Like many of the best things in life, the idea for Bluestockings Boutique came about thanks to a beer, a porch, and a question.
Jeanna Kadlec was chatting with a friend at her Somerville home last year when their conversation turned to lingerie. Specifically, Kadlec wondered aloud, “Why isn’t there a lingerie store for queers?” The graduate student later looked to the Internet, certain that someone out there must have had this idea before, but found there was no Google search query in the world that would deliver the results she wanted. While there are niche brands and independent labels making underthings with gay women in mind, a one-stop, queer-specific lingerie shop simply didn’t exist. So she took to Twitter, bought a domain name and founded Bluestockings Boutique, an online store that will open its digital doors later this month.
“Lingerie is actually a surprisingly conservative industry,” Kadlec says. “But there are definitely corners, specifically in the lingerie blogosphere … that really are embracing and are calling for more diversity in the industry—supporting queer owned brands, women of color owned brands, more diversity in advertising, that kind of thing.”
While she doesn’t come from a business background, Kadlec has spent the past several months tirelessly testing out e-commerce platforms, researching designers, and attending lingerie trade shows like New York’s CURVEXPO to find brands that will be a good fit for her shop. Working under the motto “Underthings for Everyone,” she says she’s been looking at potential inventory through three lenses: size, style, and sustainability.

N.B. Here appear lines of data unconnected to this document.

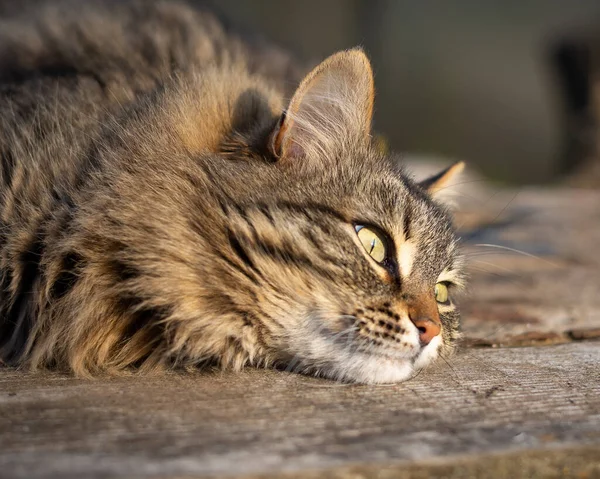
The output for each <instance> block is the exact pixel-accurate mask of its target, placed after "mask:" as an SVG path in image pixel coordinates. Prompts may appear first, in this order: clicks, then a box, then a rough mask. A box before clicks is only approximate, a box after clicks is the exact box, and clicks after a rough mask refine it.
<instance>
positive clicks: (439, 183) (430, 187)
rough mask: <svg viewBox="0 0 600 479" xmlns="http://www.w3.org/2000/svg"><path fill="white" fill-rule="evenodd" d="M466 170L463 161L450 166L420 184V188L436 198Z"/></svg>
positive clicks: (427, 178) (425, 179)
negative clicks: (442, 191) (457, 177)
mask: <svg viewBox="0 0 600 479" xmlns="http://www.w3.org/2000/svg"><path fill="white" fill-rule="evenodd" d="M464 169H465V163H464V162H463V161H457V162H456V163H454V164H452V165H450V166H449V167H448V168H446V169H445V170H443V171H440V172H439V173H438V174H436V175H433V176H431V177H429V178H426V179H425V180H422V181H421V182H419V186H420V187H421V188H423V189H424V190H426V191H427V192H428V193H429V194H430V195H432V196H434V197H436V196H438V193H439V192H440V191H442V190H443V189H444V188H446V187H447V186H449V185H450V184H451V182H452V180H453V179H454V178H456V177H457V176H458V175H460V173H461V172H462V171H463V170H464Z"/></svg>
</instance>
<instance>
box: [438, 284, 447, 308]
mask: <svg viewBox="0 0 600 479" xmlns="http://www.w3.org/2000/svg"><path fill="white" fill-rule="evenodd" d="M435 300H436V301H437V302H438V303H440V304H448V302H449V301H448V286H446V285H445V284H444V283H438V284H436V285H435Z"/></svg>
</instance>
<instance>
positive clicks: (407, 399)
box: [0, 341, 600, 478]
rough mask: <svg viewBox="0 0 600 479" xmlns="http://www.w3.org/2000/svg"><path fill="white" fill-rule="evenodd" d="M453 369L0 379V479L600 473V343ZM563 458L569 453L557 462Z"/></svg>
mask: <svg viewBox="0 0 600 479" xmlns="http://www.w3.org/2000/svg"><path fill="white" fill-rule="evenodd" d="M451 364H452V367H451V368H450V367H449V366H448V365H446V364H445V363H443V362H442V363H441V364H439V365H438V366H436V367H434V368H432V369H430V370H427V371H425V372H423V373H422V374H420V375H419V376H418V377H417V378H415V379H414V380H412V381H410V382H408V383H405V384H400V385H392V386H378V387H374V386H360V385H343V384H336V383H332V382H329V381H324V380H318V379H312V378H306V377H302V376H297V375H293V374H287V373H284V372H275V371H255V370H248V371H245V372H243V373H241V374H229V373H227V374H223V373H211V374H208V373H195V374H190V375H180V374H168V375H166V376H161V377H146V378H117V379H101V380H95V381H91V382H90V381H85V380H78V379H74V378H71V377H68V376H61V375H56V374H41V375H31V374H25V373H22V372H17V371H13V370H6V369H5V370H0V391H1V392H0V431H1V435H0V471H1V472H0V475H1V476H2V477H6V478H9V477H10V478H81V477H98V478H100V477H102V478H104V477H117V476H120V477H183V476H210V475H228V476H241V475H246V474H266V475H269V474H278V473H282V472H287V473H291V474H293V473H296V474H297V475H298V477H307V474H308V472H307V471H312V472H311V474H312V477H329V476H330V475H331V474H333V473H335V474H337V477H370V476H373V477H375V474H376V473H377V474H378V473H379V472H378V471H379V468H381V467H384V469H385V470H386V471H388V472H387V473H386V474H387V475H384V476H382V477H396V476H398V475H399V471H405V472H406V471H410V470H413V471H414V473H415V476H414V477H419V476H418V475H419V474H422V475H423V474H426V473H427V471H430V472H431V471H433V470H434V469H431V468H432V467H433V468H435V467H442V468H446V469H447V468H448V467H451V466H452V465H454V466H452V467H455V468H456V467H459V466H460V467H459V469H455V470H457V471H460V470H462V471H463V472H464V471H465V470H470V471H477V470H480V469H481V468H483V469H485V468H486V467H487V466H485V464H496V463H497V465H496V466H493V467H499V468H500V469H498V471H499V470H504V471H511V470H512V471H513V472H514V467H513V466H514V464H517V463H518V462H519V461H521V462H522V463H523V464H528V465H529V466H528V467H530V466H531V467H533V466H532V464H535V463H536V462H535V461H538V463H539V464H546V465H548V464H553V467H558V466H560V467H563V466H567V465H569V467H571V468H574V467H576V468H579V469H577V470H578V471H580V472H581V471H583V472H586V471H587V472H586V473H590V474H591V472H590V471H592V472H593V473H594V474H595V473H600V452H598V454H594V451H600V367H599V364H600V343H599V342H593V341H590V342H582V343H573V344H566V345H560V346H549V347H543V348H541V347H538V348H533V347H526V348H516V349H515V348H509V349H498V350H489V349H488V350H483V349H476V350H467V351H464V352H463V353H461V354H459V355H457V356H456V357H455V358H454V359H453V361H452V363H451ZM564 448H570V449H571V450H574V451H575V452H571V453H566V452H564V451H563V452H562V453H560V454H558V453H557V454H555V453H554V452H552V451H554V450H558V449H560V450H562V449H564ZM596 448H597V449H596ZM540 451H541V452H540ZM544 451H545V452H544ZM559 452H560V451H559ZM503 453H510V454H513V456H511V457H516V458H517V459H514V460H504V462H502V460H501V459H498V457H499V456H497V455H498V454H503ZM561 454H562V456H561ZM528 457H530V458H531V459H528ZM560 457H562V458H563V460H559V459H557V458H560ZM536 458H537V459H536ZM549 458H553V459H552V461H554V462H552V461H550V459H549ZM577 458H579V459H577ZM465 461H466V462H465ZM478 461H479V462H478ZM482 461H483V462H482ZM486 461H487V462H486ZM490 461H491V462H490ZM494 461H496V462H495V463H494ZM498 461H499V462H498ZM532 461H533V462H532ZM549 461H550V462H549ZM556 461H558V462H556ZM457 464H458V465H459V466H457ZM465 464H466V465H465ZM502 464H504V465H502ZM484 466H485V467H484ZM509 466H510V467H509ZM490 467H491V466H490ZM511 467H513V469H510V468H511ZM540 467H542V466H540ZM411 468H412V469H411ZM460 468H462V469H460ZM465 468H466V469H465ZM453 470H454V469H453ZM522 470H523V471H525V470H527V469H526V468H524V469H522ZM573 470H574V469H573ZM353 471H354V472H353ZM361 471H362V472H361ZM424 471H425V472H424ZM361 474H362V476H361ZM382 474H383V473H382ZM406 477H408V476H406ZM455 477H458V476H455ZM463 477H464V476H463ZM494 477H501V476H494ZM513 477H514V476H513ZM523 477H525V476H523ZM589 477H593V475H590V476H589Z"/></svg>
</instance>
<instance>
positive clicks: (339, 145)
mask: <svg viewBox="0 0 600 479" xmlns="http://www.w3.org/2000/svg"><path fill="white" fill-rule="evenodd" d="M83 4H85V7H84V6H82V5H83ZM61 5H63V4H61V3H59V4H58V7H54V6H50V7H48V8H47V9H44V7H40V8H38V9H36V11H35V12H29V13H28V14H27V15H23V16H22V17H19V18H15V19H9V20H5V21H4V23H2V24H0V84H1V85H2V89H1V90H0V155H1V161H2V163H1V166H2V168H0V213H1V218H0V219H1V223H0V253H1V257H0V282H1V288H0V358H1V359H2V361H3V362H5V363H7V364H13V365H17V366H22V367H27V368H40V367H52V368H58V369H61V370H70V371H72V372H74V373H76V374H77V375H81V376H86V375H91V374H99V373H118V372H121V371H141V372H144V371H155V370H162V369H164V368H171V367H187V366H195V365H199V366H200V365H205V364H218V365H220V366H222V367H224V368H234V369H239V368H241V367H243V366H246V365H254V366H269V367H271V366H273V367H279V368H283V369H288V370H291V371H297V372H303V373H307V374H316V375H322V376H326V377H329V378H333V379H339V380H344V381H359V382H364V383H383V382H395V381H402V380H405V379H408V378H410V377H411V376H413V375H414V374H415V373H416V372H417V371H418V370H419V369H420V368H422V367H425V366H426V365H427V364H429V363H430V362H431V361H432V360H433V359H435V357H437V356H438V355H439V354H445V353H447V352H449V351H450V350H451V348H452V344H453V342H454V340H455V339H456V338H457V337H458V320H459V317H458V312H457V311H456V308H455V306H454V304H451V305H448V306H442V307H440V310H439V314H440V318H441V322H442V334H441V335H440V336H437V337H436V338H434V339H433V340H432V341H431V343H429V345H428V346H426V347H422V346H421V345H420V343H419V335H418V330H417V328H416V327H415V326H414V325H413V323H412V321H411V319H410V317H409V312H408V311H409V308H408V305H409V304H418V302H417V303H415V301H417V299H418V298H425V299H422V300H423V301H430V300H431V299H432V298H433V294H434V287H435V284H436V282H438V281H441V280H443V281H449V282H451V283H454V284H455V285H456V286H457V287H458V286H460V285H461V284H462V275H461V269H462V265H461V260H460V257H459V255H458V247H457V242H456V239H455V236H454V233H453V228H452V224H451V220H450V217H449V214H448V212H447V211H446V209H445V208H444V207H443V206H441V205H439V204H437V203H436V202H434V201H433V200H432V199H431V198H430V197H429V195H428V193H427V191H426V189H427V188H429V187H430V185H427V187H424V186H423V187H422V186H419V185H417V184H415V183H414V182H413V181H412V180H410V179H409V178H408V177H407V176H405V175H404V173H402V172H401V171H399V169H398V167H397V161H396V160H395V159H394V158H389V157H387V156H384V155H383V154H382V153H381V152H380V150H378V149H377V148H375V147H374V146H373V144H372V141H371V137H370V122H371V115H372V108H373V103H372V102H373V77H372V73H371V69H370V66H369V62H368V60H367V58H366V56H365V55H364V54H363V53H362V52H361V51H360V50H352V51H348V52H342V53H339V54H336V55H334V56H332V57H330V58H329V59H328V60H326V61H325V62H323V63H322V64H321V65H320V66H318V67H317V68H316V69H315V70H313V71H312V72H311V73H309V75H308V76H307V77H306V78H305V79H304V80H303V81H302V82H301V83H300V86H299V88H298V90H297V91H296V93H295V94H294V95H293V96H292V99H291V101H290V102H289V103H288V102H286V101H285V98H286V97H288V95H287V93H286V92H285V91H284V88H286V87H289V85H290V84H292V83H293V82H292V80H293V79H294V73H293V72H294V71H295V67H293V66H292V63H291V62H289V60H288V59H287V57H286V56H285V55H284V54H282V53H281V52H279V51H278V50H275V49H272V48H271V47H268V46H264V45H263V46H260V47H259V46H256V45H258V44H253V43H249V42H246V41H242V40H241V39H240V38H239V37H236V36H233V35H231V34H228V33H227V32H225V31H224V30H223V29H222V27H221V26H220V25H219V24H218V22H216V20H214V18H213V17H212V16H209V15H208V14H206V13H202V12H200V13H199V12H196V11H193V10H192V9H191V8H189V7H187V6H185V5H183V4H177V3H172V2H168V3H167V2H165V3H162V2H152V3H150V2H148V3H143V2H110V3H109V4H108V5H109V7H110V8H108V7H106V8H101V7H97V6H95V5H96V3H94V2H80V3H78V2H75V3H73V4H68V7H67V8H64V9H63V8H62V7H61ZM288 98H289V97H288ZM284 112H285V114H284ZM355 224H363V225H371V226H373V227H376V228H378V229H379V230H380V231H381V232H383V233H385V234H386V236H387V237H389V239H390V243H391V244H390V245H389V247H390V248H389V251H390V252H391V254H393V255H395V257H392V258H391V263H390V264H389V265H388V266H382V265H380V264H378V263H376V262H375V261H373V259H372V258H370V257H369V255H368V254H367V252H366V251H365V250H364V248H363V247H362V245H361V243H360V241H359V240H358V238H357V236H356V232H355V229H354V225H355ZM406 241H410V244H411V251H410V255H408V254H407V253H402V245H403V243H404V242H406ZM399 262H401V263H402V264H403V265H408V264H410V268H409V269H410V273H409V274H408V275H407V276H406V277H400V276H401V275H400V274H399V272H398V263H399ZM453 292H454V289H453V288H452V287H451V293H450V294H451V295H452V294H453ZM416 298H417V299H416ZM419 301H420V300H419Z"/></svg>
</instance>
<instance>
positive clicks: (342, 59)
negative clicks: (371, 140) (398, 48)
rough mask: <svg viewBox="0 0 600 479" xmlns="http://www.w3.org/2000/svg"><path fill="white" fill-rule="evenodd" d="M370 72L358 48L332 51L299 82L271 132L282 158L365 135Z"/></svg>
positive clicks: (280, 157)
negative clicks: (339, 141)
mask: <svg viewBox="0 0 600 479" xmlns="http://www.w3.org/2000/svg"><path fill="white" fill-rule="evenodd" d="M373 99H374V86H373V72H372V70H371V65H370V63H369V60H368V58H367V56H366V55H365V54H364V52H363V51H362V50H360V49H354V50H348V51H344V52H339V53H336V54H334V55H332V56H330V57H329V58H327V59H326V60H325V61H323V62H322V63H321V64H320V65H318V66H317V67H316V68H315V69H314V70H312V71H311V72H310V73H309V74H308V75H307V76H306V77H305V78H304V80H302V82H301V83H300V86H299V87H298V89H297V90H296V93H295V94H294V96H293V97H292V100H291V102H290V104H289V106H288V108H287V110H286V111H285V112H284V113H283V115H282V116H281V119H280V120H279V123H278V125H277V127H276V129H275V131H274V132H273V134H272V136H271V140H270V141H271V144H270V147H271V151H272V153H273V154H274V155H275V156H276V157H277V158H281V159H285V158H293V159H295V158H299V157H306V156H317V157H321V156H322V155H325V156H326V155H327V154H328V152H330V151H333V149H335V147H336V146H338V145H339V141H342V140H347V139H352V140H358V141H362V140H363V139H364V140H367V139H368V138H369V134H370V131H371V119H372V115H373Z"/></svg>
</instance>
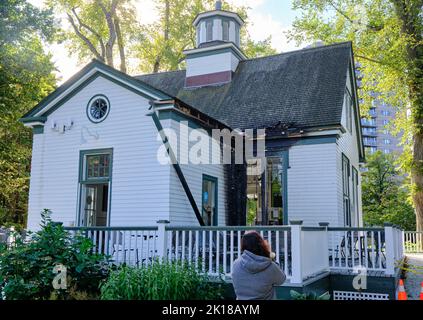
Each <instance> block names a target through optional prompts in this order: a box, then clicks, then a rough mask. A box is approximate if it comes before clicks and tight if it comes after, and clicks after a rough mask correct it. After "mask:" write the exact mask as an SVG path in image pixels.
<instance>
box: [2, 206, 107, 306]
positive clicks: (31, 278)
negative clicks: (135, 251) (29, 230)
mask: <svg viewBox="0 0 423 320" xmlns="http://www.w3.org/2000/svg"><path fill="white" fill-rule="evenodd" d="M50 215H51V212H50V211H49V210H44V212H43V213H42V223H41V227H42V229H41V231H39V232H37V233H31V234H29V235H28V240H27V241H25V239H24V238H22V237H17V238H16V242H15V244H14V245H13V246H12V248H10V249H9V250H3V251H0V293H1V296H2V297H3V299H8V300H16V299H31V300H32V299H37V300H38V299H77V298H78V297H81V296H84V297H86V298H90V297H91V298H94V297H96V296H98V294H99V284H100V282H101V281H102V280H103V279H105V278H106V277H107V275H108V262H109V261H108V258H107V257H105V256H103V255H99V254H93V253H91V252H92V250H91V249H92V247H93V244H92V242H91V240H89V239H86V238H84V237H81V236H75V237H72V236H71V235H70V234H69V233H68V232H67V231H66V230H64V228H63V227H62V226H61V225H60V224H57V223H54V222H52V221H51V218H50ZM57 265H63V266H65V267H66V288H57V287H56V288H57V289H55V288H54V287H53V280H54V278H55V277H56V276H57V274H55V273H54V268H55V267H56V266H57Z"/></svg>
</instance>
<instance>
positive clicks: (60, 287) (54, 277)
mask: <svg viewBox="0 0 423 320" xmlns="http://www.w3.org/2000/svg"><path fill="white" fill-rule="evenodd" d="M53 273H54V274H56V276H55V277H54V278H53V281H52V285H53V288H54V289H56V290H60V289H67V281H66V277H67V268H66V266H64V265H62V264H58V265H55V266H54V268H53Z"/></svg>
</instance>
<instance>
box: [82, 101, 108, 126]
mask: <svg viewBox="0 0 423 320" xmlns="http://www.w3.org/2000/svg"><path fill="white" fill-rule="evenodd" d="M98 98H103V99H104V100H106V102H107V112H106V114H105V115H104V116H103V117H102V118H101V119H99V120H97V121H96V120H94V119H93V118H92V117H91V115H90V110H89V109H90V108H91V104H92V103H93V102H94V100H96V99H98ZM110 108H111V105H110V100H109V99H108V98H107V97H106V96H105V95H104V94H96V95H95V96H93V97H92V98H91V99H90V100H89V101H88V103H87V108H86V113H87V118H88V120H90V121H91V122H92V123H95V124H97V123H101V122H103V121H104V120H106V118H107V116H108V115H109V113H110Z"/></svg>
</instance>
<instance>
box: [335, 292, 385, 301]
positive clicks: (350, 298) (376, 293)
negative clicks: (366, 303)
mask: <svg viewBox="0 0 423 320" xmlns="http://www.w3.org/2000/svg"><path fill="white" fill-rule="evenodd" d="M333 300H389V294H385V293H370V292H362V293H360V292H352V291H334V292H333Z"/></svg>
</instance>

For the most part, sustainability speaks for itself: Kadlec seeks out underthings manufactured without sweatshop labor and made with ethically sourced material like bamboo cotton. In terms of sizes, Bluestockings will simply carry more of them. The industry regards band sizes 32 through 36 and cup sizes B through D as the norm, but Kadlec’s wares will take into account the needs of a more diverse group, including trans women, who often have a broad back and a small bust. At the outset, Bluestockings will stock size 28A through 42G, but those options may change as Kadlec hears from customers and begins to get a sense for what people’s needs are.
The issue of style can be more fraught. After all, queer lingerie isn’t any one thing, and there are (of course) both queer women who prefer to forego lace and bows and those who dress in a more traditionally feminine way. “I often say queer underthings are anything that a queer person is wearing,” Kadlec says. She’s well aware that her customers will be a broad group of people with different preferences, and is trying to stock items that reflect an array of interests.
“If you have five queer people and say, ‘Hey, go out and make a lingerie boutique for queers,’ you’re going to get five markedly different—I think—sets of inventory,” Kadlec explains. “The last thing I want to do is try to define what underpinnings look like for all queer people. It’s just about bringing together options they may not have known were available before.”
Kadlec had initially envisioned Bluestockings as a brick-and-mortar shop, but with Boston’s “prohibitively expensive” real estate market she realized she could significantly shorten her startup time if the store launched online. Still, having a physical, tangible safe space where customers and friends can gather is important to her, and she’s bouncing around ideas like hosting pop up boutiques around the city. One of the first Bluestockings events was a bra drive at Diesel Café to benefit Rosie’s Place.
“I’m coming out of academia, so I do get that capitalism and activism make very strange bedfellows,” Kadlec laughs. “But I do think that it’s important for businesses to be socially conscious.”
As for the store, Kadlec’s biggest fear is that she’ll let people down. She knows she can’t be everything to everyone, but hopes Bluestockings will serve a community that’s often overlooked when it comes to lingerie. After all, representation is important. It might seem odd to think that bras and garters could make up the next civil rights battleground, but the slow shift towards tolerance doesn’t just take place in our courtrooms and Senate chambers.
“The change happens in the nooks and crannies of our everyday lives, and it happens where we don’t expect it,” Kadlec says. “It happens in our advertising and in our shopping and in our budgets and in those places where we don’t even think about having to make a political choice.